Animal remains at the dried up Lake Kenyatta. PHOTO | KEVIN ODIT

What you need to know:

  • Over 6,000 irrigation farmers as well as fishermen in Mpeketoni and its environs, who depended on the lake as a source of livelihood, have been adversely affected since it dried up in February.

Several months ago, Lake Kenyatta in Mpeketoni, Lamu West, was bustling with life, sustaining irrigation and fishing. The lake also supplied water for domestic use to more than 60,000 residents.

However, more than 6,000 irrigation farmers as well as fishermen in Mpeketoni and its environs, who depended on the lake as a source of livelihood, have been adversely affected since it dried up in February.

“We no longer go fishing since the lake was our only fishing ground. Since it dried up there is basically nothing for us to do,” said Mr Mahadhi Swaleh, a fisherman.

The demise of the lake has also fuelled human-wildlife conflict in Mpeketoni as wild animals invade homes in search for water. Lamu County Wildlife Conservation and Compensation Committee chairman Ali Shebwana said wild animals have killed at least 15 people and injured more than 50 between January and April.

“Most of the deaths and injury cases by wildlife come from Mpeketoni and this has greatly been contributed by the drying up of Lake Kenyatta.

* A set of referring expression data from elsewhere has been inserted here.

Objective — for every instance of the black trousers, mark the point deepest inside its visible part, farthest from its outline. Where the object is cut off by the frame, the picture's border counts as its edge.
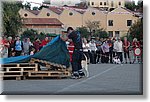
(93, 57)
(18, 53)
(98, 52)
(119, 54)
(111, 56)
(76, 60)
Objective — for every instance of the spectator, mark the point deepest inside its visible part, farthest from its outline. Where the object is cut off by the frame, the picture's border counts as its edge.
(126, 45)
(86, 48)
(77, 53)
(92, 48)
(30, 43)
(105, 50)
(114, 50)
(26, 46)
(136, 44)
(110, 43)
(98, 51)
(10, 48)
(118, 46)
(36, 45)
(44, 42)
(18, 46)
(4, 47)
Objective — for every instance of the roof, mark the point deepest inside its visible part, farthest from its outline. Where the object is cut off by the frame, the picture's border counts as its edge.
(36, 12)
(49, 21)
(56, 10)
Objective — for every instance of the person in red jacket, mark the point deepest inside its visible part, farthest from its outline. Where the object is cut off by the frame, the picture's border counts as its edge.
(136, 44)
(126, 45)
(44, 42)
(71, 49)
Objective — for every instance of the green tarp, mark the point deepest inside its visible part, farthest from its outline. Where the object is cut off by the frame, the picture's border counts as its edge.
(55, 51)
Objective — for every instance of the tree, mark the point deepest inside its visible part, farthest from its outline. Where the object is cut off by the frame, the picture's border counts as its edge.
(136, 30)
(101, 33)
(27, 6)
(84, 31)
(92, 26)
(35, 8)
(140, 6)
(12, 22)
(130, 5)
(30, 33)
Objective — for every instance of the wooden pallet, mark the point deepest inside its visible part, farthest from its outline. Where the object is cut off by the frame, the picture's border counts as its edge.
(49, 65)
(17, 70)
(20, 67)
(49, 74)
(20, 71)
(9, 75)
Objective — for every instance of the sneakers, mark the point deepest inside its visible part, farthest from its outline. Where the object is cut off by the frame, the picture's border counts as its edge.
(77, 75)
(81, 74)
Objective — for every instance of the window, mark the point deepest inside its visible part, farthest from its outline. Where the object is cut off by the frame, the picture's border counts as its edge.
(101, 3)
(70, 13)
(110, 33)
(93, 13)
(88, 3)
(48, 14)
(110, 23)
(119, 3)
(117, 34)
(92, 3)
(112, 4)
(129, 22)
(25, 14)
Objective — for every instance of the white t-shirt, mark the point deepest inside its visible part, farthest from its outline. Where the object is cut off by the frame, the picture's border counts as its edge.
(118, 46)
(85, 47)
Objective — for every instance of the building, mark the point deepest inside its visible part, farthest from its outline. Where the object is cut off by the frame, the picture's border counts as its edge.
(46, 25)
(107, 4)
(119, 21)
(116, 22)
(62, 2)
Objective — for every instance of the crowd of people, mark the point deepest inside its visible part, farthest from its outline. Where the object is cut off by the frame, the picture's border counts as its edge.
(15, 46)
(103, 50)
(97, 50)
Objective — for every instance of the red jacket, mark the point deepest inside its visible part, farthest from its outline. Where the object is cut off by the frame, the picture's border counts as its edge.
(135, 44)
(71, 49)
(43, 43)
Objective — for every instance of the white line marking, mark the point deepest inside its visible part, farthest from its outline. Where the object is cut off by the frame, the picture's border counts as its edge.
(68, 87)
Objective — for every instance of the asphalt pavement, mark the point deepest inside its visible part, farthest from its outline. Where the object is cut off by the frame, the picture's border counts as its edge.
(104, 79)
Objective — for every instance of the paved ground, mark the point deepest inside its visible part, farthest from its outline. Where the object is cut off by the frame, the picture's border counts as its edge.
(104, 79)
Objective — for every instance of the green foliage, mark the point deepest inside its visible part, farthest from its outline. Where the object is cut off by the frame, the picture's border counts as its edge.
(11, 19)
(35, 8)
(101, 33)
(92, 25)
(136, 30)
(30, 33)
(27, 6)
(84, 32)
(130, 5)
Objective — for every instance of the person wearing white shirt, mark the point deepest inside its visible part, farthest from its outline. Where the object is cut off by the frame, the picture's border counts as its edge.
(86, 46)
(105, 49)
(92, 48)
(118, 47)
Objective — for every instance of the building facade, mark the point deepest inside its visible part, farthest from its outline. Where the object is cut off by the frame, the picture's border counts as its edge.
(108, 4)
(116, 22)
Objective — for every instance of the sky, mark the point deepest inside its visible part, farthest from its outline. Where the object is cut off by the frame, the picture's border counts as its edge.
(40, 1)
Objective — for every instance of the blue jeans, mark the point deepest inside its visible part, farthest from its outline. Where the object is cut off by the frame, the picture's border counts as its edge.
(76, 60)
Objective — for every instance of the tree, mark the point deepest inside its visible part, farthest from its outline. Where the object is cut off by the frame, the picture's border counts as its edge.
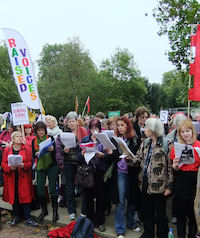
(155, 97)
(123, 88)
(174, 85)
(67, 71)
(175, 18)
(8, 93)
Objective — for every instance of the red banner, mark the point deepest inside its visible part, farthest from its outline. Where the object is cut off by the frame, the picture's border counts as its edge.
(194, 93)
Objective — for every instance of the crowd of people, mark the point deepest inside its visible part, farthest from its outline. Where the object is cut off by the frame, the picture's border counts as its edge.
(143, 182)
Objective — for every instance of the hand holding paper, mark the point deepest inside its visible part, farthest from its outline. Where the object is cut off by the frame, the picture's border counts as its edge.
(90, 150)
(124, 147)
(14, 160)
(44, 146)
(105, 141)
(68, 139)
(185, 153)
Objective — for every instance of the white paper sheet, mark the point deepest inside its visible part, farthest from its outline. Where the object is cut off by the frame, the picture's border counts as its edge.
(196, 126)
(185, 153)
(90, 149)
(105, 141)
(197, 150)
(68, 139)
(110, 133)
(14, 160)
(43, 144)
(124, 147)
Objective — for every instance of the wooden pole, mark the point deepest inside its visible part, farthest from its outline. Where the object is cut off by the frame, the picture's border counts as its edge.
(189, 84)
(23, 134)
(84, 108)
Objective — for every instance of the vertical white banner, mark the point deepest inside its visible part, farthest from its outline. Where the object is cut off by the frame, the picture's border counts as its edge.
(22, 68)
(164, 116)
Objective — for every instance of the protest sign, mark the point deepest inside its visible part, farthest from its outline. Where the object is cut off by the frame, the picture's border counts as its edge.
(164, 116)
(22, 68)
(19, 113)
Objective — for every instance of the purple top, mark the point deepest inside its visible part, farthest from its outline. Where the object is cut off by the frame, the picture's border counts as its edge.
(121, 165)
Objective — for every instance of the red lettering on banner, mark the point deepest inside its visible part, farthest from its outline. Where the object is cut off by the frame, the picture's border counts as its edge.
(12, 42)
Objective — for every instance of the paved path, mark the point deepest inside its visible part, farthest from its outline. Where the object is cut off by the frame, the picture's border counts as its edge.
(63, 219)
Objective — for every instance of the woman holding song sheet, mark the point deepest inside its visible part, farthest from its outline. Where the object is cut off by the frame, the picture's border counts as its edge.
(67, 159)
(185, 179)
(18, 188)
(46, 166)
(124, 180)
(98, 162)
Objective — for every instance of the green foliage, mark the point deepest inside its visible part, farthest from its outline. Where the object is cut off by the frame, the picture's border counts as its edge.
(175, 18)
(122, 87)
(8, 92)
(175, 86)
(66, 71)
(155, 98)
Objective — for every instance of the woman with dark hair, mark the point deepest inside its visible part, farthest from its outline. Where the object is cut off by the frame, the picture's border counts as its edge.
(141, 114)
(28, 129)
(185, 181)
(18, 187)
(155, 178)
(5, 137)
(99, 164)
(46, 166)
(67, 159)
(124, 179)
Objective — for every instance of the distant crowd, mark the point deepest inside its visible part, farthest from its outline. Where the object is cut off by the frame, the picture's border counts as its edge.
(141, 172)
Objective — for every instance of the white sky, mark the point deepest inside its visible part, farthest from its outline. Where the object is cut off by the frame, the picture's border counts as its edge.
(102, 25)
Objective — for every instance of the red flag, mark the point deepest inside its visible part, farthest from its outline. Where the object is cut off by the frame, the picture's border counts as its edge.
(194, 93)
(88, 105)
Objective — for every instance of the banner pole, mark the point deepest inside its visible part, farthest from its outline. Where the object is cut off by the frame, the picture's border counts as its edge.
(84, 108)
(189, 83)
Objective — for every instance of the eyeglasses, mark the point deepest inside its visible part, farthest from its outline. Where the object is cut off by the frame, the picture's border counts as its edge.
(143, 117)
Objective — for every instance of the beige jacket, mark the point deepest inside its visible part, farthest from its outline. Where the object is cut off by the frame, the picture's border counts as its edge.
(161, 174)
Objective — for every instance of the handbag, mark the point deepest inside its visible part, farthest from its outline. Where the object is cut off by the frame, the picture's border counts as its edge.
(85, 176)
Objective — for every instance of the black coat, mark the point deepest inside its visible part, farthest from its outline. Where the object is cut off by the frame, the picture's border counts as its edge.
(132, 175)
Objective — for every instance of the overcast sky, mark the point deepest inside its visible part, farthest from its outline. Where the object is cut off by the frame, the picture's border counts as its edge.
(102, 25)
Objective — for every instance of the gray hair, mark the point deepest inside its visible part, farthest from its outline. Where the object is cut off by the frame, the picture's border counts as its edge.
(14, 134)
(155, 125)
(104, 121)
(72, 115)
(52, 119)
(178, 119)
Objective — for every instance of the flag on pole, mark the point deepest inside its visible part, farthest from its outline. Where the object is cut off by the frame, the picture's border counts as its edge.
(31, 115)
(194, 93)
(22, 68)
(88, 105)
(3, 125)
(76, 105)
(43, 112)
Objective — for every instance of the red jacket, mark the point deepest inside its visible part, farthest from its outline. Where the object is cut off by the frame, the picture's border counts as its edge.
(25, 186)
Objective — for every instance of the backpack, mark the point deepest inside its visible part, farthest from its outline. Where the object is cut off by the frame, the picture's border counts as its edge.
(83, 229)
(165, 148)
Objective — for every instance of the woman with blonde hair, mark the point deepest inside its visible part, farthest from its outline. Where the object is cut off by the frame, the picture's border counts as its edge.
(185, 180)
(155, 177)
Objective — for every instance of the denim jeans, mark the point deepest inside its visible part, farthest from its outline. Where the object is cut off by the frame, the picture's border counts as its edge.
(120, 207)
(70, 172)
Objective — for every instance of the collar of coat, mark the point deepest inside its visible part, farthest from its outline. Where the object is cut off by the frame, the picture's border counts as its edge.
(158, 143)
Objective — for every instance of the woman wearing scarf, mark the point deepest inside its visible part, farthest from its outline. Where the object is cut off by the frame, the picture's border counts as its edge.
(52, 127)
(124, 180)
(46, 166)
(67, 158)
(18, 187)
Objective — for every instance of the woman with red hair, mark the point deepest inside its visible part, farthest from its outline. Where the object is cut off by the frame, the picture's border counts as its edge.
(124, 179)
(28, 129)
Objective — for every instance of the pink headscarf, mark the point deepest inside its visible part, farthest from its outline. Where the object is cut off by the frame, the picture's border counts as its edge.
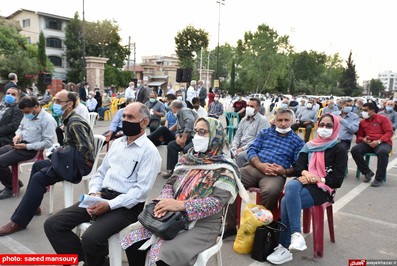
(316, 148)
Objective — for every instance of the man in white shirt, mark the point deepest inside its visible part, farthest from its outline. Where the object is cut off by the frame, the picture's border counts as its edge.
(130, 91)
(125, 178)
(36, 132)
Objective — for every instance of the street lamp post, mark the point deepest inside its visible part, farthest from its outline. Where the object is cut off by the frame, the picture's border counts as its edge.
(83, 74)
(220, 2)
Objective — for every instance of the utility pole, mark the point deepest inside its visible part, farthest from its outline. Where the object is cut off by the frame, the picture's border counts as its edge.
(220, 2)
(129, 52)
(83, 74)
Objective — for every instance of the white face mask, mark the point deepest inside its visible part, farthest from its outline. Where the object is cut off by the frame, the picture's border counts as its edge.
(200, 143)
(324, 133)
(283, 130)
(250, 111)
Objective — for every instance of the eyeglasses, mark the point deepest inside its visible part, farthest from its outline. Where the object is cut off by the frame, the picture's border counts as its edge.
(201, 132)
(58, 101)
(327, 125)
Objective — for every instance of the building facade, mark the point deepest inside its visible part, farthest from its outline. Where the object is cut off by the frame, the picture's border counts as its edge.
(53, 28)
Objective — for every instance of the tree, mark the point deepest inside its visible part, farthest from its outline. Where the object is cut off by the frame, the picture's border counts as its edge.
(376, 87)
(188, 43)
(42, 60)
(261, 59)
(348, 81)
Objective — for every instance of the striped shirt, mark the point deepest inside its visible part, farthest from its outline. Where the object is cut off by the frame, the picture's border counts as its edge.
(130, 169)
(272, 147)
(78, 134)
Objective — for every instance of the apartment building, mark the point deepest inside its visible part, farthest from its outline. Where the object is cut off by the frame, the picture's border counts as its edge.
(53, 28)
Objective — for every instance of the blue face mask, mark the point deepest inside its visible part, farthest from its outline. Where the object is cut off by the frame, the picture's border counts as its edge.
(30, 116)
(57, 109)
(347, 109)
(9, 99)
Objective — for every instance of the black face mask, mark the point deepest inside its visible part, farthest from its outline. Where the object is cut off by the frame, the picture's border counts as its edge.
(131, 129)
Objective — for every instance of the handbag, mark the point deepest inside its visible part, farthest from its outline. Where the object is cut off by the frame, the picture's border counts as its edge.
(68, 163)
(166, 227)
(266, 240)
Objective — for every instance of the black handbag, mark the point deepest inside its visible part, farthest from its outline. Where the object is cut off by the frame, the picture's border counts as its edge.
(166, 227)
(68, 163)
(266, 239)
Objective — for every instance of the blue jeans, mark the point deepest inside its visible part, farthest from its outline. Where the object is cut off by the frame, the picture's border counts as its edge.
(296, 198)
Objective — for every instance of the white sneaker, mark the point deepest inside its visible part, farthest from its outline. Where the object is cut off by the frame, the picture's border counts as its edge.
(280, 255)
(298, 242)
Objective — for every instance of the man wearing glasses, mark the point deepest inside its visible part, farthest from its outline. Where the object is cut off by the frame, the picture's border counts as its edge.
(10, 116)
(248, 129)
(77, 134)
(374, 135)
(124, 179)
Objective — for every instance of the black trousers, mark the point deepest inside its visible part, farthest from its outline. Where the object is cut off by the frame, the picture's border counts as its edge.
(172, 152)
(34, 194)
(308, 128)
(92, 248)
(10, 156)
(161, 135)
(382, 152)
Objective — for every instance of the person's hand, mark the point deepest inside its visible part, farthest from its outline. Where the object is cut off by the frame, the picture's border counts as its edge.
(278, 169)
(20, 146)
(165, 205)
(108, 136)
(373, 144)
(16, 139)
(98, 208)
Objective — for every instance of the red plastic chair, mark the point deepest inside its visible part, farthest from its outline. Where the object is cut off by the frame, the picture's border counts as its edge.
(14, 171)
(315, 214)
(276, 212)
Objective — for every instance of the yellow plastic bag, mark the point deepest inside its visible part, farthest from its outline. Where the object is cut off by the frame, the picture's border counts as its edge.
(249, 222)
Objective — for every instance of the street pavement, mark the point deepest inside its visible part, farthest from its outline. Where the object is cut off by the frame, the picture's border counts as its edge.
(365, 221)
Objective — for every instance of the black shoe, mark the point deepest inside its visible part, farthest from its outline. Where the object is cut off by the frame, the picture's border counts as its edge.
(168, 174)
(368, 176)
(376, 183)
(6, 193)
(229, 232)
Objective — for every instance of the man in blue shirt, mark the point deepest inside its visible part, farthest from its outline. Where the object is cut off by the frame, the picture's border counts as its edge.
(272, 156)
(349, 122)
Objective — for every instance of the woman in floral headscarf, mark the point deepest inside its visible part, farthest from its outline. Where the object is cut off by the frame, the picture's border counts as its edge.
(204, 181)
(320, 169)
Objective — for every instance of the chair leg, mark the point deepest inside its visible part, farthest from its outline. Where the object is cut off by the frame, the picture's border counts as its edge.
(68, 193)
(306, 220)
(115, 252)
(318, 230)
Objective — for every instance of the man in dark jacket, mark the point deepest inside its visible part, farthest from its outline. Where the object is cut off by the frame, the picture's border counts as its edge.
(10, 116)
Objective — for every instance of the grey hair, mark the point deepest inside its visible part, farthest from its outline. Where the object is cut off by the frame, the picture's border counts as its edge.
(144, 111)
(345, 100)
(281, 111)
(177, 104)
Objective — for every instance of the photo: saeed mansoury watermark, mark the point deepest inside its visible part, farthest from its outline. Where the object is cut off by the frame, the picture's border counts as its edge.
(39, 259)
(364, 262)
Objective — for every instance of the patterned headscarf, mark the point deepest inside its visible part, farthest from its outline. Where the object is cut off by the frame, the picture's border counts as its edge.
(199, 173)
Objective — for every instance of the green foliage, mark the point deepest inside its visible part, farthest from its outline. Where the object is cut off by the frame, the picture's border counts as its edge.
(348, 81)
(188, 43)
(376, 87)
(262, 58)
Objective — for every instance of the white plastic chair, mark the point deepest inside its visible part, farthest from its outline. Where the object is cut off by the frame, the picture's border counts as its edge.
(68, 187)
(204, 256)
(93, 117)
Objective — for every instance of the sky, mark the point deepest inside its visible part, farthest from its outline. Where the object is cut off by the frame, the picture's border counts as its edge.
(366, 28)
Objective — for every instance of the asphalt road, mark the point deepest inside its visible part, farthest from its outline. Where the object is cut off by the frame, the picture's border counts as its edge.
(365, 221)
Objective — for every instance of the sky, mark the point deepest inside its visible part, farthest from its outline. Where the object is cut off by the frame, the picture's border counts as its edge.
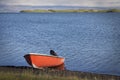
(82, 3)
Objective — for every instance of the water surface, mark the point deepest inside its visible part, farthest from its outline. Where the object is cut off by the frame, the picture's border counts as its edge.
(90, 42)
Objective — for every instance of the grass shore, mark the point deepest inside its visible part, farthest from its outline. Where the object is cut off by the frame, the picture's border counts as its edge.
(68, 10)
(28, 73)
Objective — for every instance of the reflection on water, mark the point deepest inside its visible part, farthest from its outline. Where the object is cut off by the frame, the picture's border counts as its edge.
(88, 41)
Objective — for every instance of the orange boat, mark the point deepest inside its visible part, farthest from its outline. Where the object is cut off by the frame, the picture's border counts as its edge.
(42, 61)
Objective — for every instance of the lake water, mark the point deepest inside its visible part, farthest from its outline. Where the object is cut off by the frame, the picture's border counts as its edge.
(90, 42)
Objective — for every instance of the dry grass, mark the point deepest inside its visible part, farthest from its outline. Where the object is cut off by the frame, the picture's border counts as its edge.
(18, 73)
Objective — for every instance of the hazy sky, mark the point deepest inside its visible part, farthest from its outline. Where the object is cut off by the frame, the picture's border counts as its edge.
(85, 3)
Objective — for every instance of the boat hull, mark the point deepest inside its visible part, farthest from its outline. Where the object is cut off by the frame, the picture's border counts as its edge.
(42, 61)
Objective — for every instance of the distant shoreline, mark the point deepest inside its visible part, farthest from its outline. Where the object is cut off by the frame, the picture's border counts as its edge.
(24, 73)
(68, 10)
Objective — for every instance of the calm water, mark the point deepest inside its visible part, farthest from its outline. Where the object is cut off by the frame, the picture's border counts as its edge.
(90, 42)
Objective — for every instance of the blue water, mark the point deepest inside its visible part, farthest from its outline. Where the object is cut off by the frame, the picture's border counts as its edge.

We need urgent interventions to address the problem,” he said.

The lake, named after Kenya’s first President Jomo Kenyatta, had been home to hippos, different bird species and other marine life.

Lake Kenyatta was the oldest and largest natural fresh water body in Lamu County.

However, due to the drought which started in mid-2016, the lake now dried up and smelly is a shell of its former glorious self.

Almost all the 3,000 hippos, thousands of birds and millions of marine organism including water snails, which thrived on the lake before the drought have long perished.

Simon Chege, a farmer, told the Business Daily efforts to draw water from a fresh water well — recently discovered near the lake — to the nearby farms for irrigation have not borne fruit.

“We are now worried that irrigation farming could become a thing of the past,” he said.

“Since the lake dried up in February, more than 60 per cent of the irrigation farmers here have quit.

“We pray that the rains come fast. We have tried digging boreholes around the lake so as to at least get our irrigation farming going but to no avail. Nothing seems to be working.”